关键词: 心音,心音图,图像处理,支持向量机,欧氏距离
I
Abstract
In mathematics, we can solve abstract problems by drawing it. This indicates that human beings are better at understanding things by eyes. Heart Sound signal is one of the most important human physiological signals. We can convert abstract sound signal into a waveform image that people are more adept at understanding. The two-dimensional phonocardiogram concept of this paper is based on this theory; it is this paper's unique innovation. 2D-PCG can truly record of normal Heart Sounds, extra Heart Sounds, and cardiac murmur. In medicine, 2D-PCG and cardiac auscultation can learn from each other. In the physiological information, 2D-PCG contains rich personal physiological information, such as personal health information and identity information.

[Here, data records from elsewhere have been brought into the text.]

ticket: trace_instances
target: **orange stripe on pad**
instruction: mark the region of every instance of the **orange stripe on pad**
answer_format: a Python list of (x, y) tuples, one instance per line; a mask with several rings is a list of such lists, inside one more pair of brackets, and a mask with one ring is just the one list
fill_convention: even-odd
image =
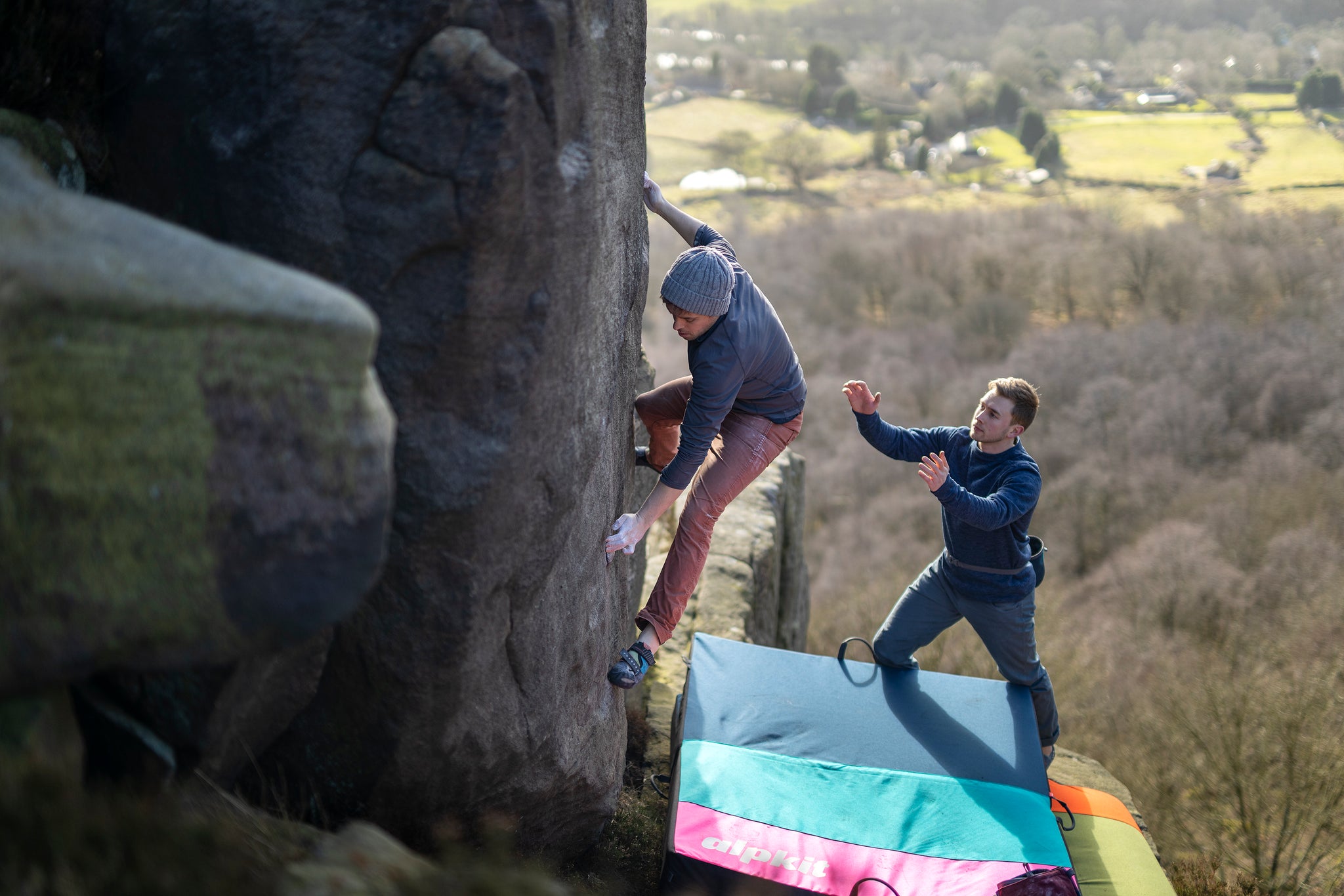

Image processing technology has matured after years of rapid development. Firstly, using methods of one-dimensional signal processing to realize wavelet noise reduction and amplitude normalized of Heart Sound, and converts it to 2D-PCG with unity and comparability. Then we realize pretreatment of 2D-PCG by image processing, including Gray Processing, Background Normalization, Binarization, and Refinement. Then we analyze of characteristics of 2D-PCG, combining the physiological significance of Heart Sounds and image features of 2D-PCG. What we focused on is the vertical and horizontal coordinate’s ratio and the inflection point sequence code, Of which the vertical and horizontal coordinate’s ratio is proposed based on Heart Sounds' amplitude and time ratio, the inflection point sequence code which can characterize detailed features of the identity information, is raised based on Heart Sounds' bimodal wavelet, trimodal wavelet, quadrumodal wavelet concept. The characteristics of the wavelet decomposition are the low-frequency coefficient matrix of image overall and high-frequency coefficient matrix of image details. At last, we discuss the feasibility of the classification and identification of 2D-PCG by SVM and Euclidean Distance. According to the data from the experimental results, the three features can achieve the classification of 2D-PCG, of which the inflection point sequence code has the highest recognition rate. In identification, the inflection point sequence code also has the highest recognition rate. The results of this study show that the classification and identification of 2D-PCG has some feasibility and safety. 2D-PCG has a broad application prospects.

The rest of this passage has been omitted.